Our only supporting church, since we began the fundraising process, has been New Church in North Carolina. This is a church that my wife and I helped start in 2011. It was a true joy for us in only our second year of marriage.
Their partnership was equal parts gratitude and friendship. Their founding pastor, TJ Ward, has known me since I was a kid. We worked together at a private school years ago. We really developed a deep friendship and a passion to see Jesus communicated differently. We envisioned a new kind of church where people were truly made new.
We had the chance to start that church together. And since I worked for free, TJ was excited to help us start something and for New Church to express its gratitude for our sacrifice by financially supporting the new church in downtown Las Vegas.
As friends do, we disagree on some things. Find me two pastors who agree on everything theologically and I’ll call one of them a liar. There’s just too much speculation and ideas and growth surrounding faith. We were not unique to disagree. But we were unique in not making disagreement a barrier to partnership within ministry.
This doesn’t always happen. It rarely happens actually. I know many pastors who question the theology of their sending church, partner network, denomination, etc, and are too afraid to say so. They want to keep paying the bills. But sometimes they are doing so at the expense of their own soul.
I’m so grateful that TJ and I could disagree and love and honor each other simultaneously.
Something changed everything…
Around October of 2019 TJ announced his decision to step down as the lead pastor of New Church. This was a surprise to so many. There was no sin or disqualifying factor. He had his reasons and I trust they were right for him. I immediately told our Core Team of leaders about his decision and my concern that this might adversely affect our relationship and partnership with New Church.
Many times new pastors come in and hire their own people, support their own causes, and even join their own group of partners from their background. I don’t begrudge anyone their decisions to do so. It’s what happens in many leadership transitions. They did hire someone. He started in March. Of all times, his first week as pastor was the week of the “shut down” for COVID19. I didn’t envy this leadership obstacle.
Over time, more conversations ,and more questions it was revealed that our church, and me personally, had a different view regarding the participation of gay Christians within the local church. This was a disagreement I had with TJ as well. A disagreement which had no bearing on our friendship and/or partnership. We had several wonderful conversations about this matter.
In church world we designate theological differences as “essentials or non-essentials,” “open-handed or close-handed,” or “first/second tier” issues. Using the Gospels, Jesus’ prayer for unity among believers, and Paul’s writings to the church, Augustine of Hippo is quoted as saying…
“In essentials, unity. In non-essentials, liberty. In all things, love.”
About two weeks after a very long conversation regarding my views of homosexuality, the participation of gay Christians in the church, and other related issues, New Church’s leadership decided that it would be best to no longer partner with Downtown Faith. They were generous in the separation, as was their pattern, and gave us a sum of money that would finish out the year of financial support. For this I am grateful.
While this show of generosity was appreciated it did not help us overcome the new obstacle in place…replacing over 30% of our operating budget. We have seen great strides in our giving and in the partnership of individuals inside and outside of our community since we started Downtown Faith.

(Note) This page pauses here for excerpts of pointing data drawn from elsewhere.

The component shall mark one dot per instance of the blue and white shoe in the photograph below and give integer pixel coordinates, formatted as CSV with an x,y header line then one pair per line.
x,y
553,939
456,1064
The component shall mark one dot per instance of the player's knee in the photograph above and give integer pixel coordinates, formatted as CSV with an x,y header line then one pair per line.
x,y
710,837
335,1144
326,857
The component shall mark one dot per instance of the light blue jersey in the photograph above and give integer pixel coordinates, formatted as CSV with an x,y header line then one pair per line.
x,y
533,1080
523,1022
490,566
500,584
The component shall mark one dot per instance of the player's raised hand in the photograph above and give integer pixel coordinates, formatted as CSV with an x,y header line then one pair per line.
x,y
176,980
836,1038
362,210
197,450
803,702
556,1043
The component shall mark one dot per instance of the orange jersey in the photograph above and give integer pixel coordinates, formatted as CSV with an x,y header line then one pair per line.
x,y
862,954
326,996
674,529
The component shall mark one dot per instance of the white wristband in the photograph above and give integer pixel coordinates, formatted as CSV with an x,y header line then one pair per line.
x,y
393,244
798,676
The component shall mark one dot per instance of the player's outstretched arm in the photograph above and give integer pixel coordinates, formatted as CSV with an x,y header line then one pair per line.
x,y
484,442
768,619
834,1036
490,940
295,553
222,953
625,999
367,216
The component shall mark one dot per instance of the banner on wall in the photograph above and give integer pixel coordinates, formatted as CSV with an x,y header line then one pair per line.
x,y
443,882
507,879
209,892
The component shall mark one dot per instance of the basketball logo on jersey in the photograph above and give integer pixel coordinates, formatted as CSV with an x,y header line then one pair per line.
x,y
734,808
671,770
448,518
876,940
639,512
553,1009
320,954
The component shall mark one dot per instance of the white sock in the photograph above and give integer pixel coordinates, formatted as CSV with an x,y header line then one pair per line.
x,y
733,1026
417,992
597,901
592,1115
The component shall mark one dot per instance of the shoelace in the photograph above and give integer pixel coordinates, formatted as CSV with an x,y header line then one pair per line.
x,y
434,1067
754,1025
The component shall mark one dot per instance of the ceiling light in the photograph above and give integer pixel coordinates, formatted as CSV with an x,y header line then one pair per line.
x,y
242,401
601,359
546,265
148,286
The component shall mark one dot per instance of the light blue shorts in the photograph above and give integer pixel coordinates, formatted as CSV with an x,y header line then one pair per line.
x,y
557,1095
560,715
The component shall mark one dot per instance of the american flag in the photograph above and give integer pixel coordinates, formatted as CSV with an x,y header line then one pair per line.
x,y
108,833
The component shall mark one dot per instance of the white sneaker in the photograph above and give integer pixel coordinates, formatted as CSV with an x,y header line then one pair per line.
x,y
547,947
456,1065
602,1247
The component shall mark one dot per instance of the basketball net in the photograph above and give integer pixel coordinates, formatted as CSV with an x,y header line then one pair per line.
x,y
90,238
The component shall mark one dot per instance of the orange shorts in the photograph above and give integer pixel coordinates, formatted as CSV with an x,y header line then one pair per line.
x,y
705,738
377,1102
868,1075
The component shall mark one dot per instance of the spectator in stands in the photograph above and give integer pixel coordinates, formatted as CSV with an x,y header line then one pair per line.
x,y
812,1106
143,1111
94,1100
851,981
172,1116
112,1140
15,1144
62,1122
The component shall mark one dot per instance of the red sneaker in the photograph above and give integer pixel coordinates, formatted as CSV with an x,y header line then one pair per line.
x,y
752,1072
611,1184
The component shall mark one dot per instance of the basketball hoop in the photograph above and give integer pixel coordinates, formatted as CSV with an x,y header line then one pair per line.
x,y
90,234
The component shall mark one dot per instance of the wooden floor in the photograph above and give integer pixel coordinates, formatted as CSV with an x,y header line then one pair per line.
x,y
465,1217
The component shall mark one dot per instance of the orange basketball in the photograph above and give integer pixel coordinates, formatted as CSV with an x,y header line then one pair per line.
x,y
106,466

But we knew when we started that we would have to operate very lean while being very generous, and we would always need “outside” support. A local pastor of one of Las Vegas’ largest churches once affirmed that when we discussed our church startup in 2017. The cost of operating downtown in relationship to the struggles of starting a church in this community combined with the median income of the area supported this truth.
Over the last few months we have tried to find ways to “close the gap” but have made no headway in doing so. Seeing the raw, real numbers and knowing that the pandemic would continue to take its toll locally, we made the decision to close Downtown Faith effective January 18th.
This decision was not made lightly. Or even easily. It’s sad.
We have so much to celebrate and mourn, together.
So, that’s what we will do. And we hope that you’ll do the same with us. With the current and possible restrictions and guidelines for gathering we are trying to think of safe, effective ways to gather and celebrate, share stories, and love each other in-person one more time. This will be Sunday, January 17th, our 4 year anniversary.
Please stay tuned for more information. We hope to collect stories and share them in a video. We want to hear from Downtown Faith people of past and present. We want to hear stories of life change, meaningful conversation, and love. All of which we have experienced together over the past 4 years.
Until we officially close, we are officially open. We will continue to serve our community through Affordable Christmas, host Sunday discussions as normal (January 3rd and 10th), and care for people in any way possible.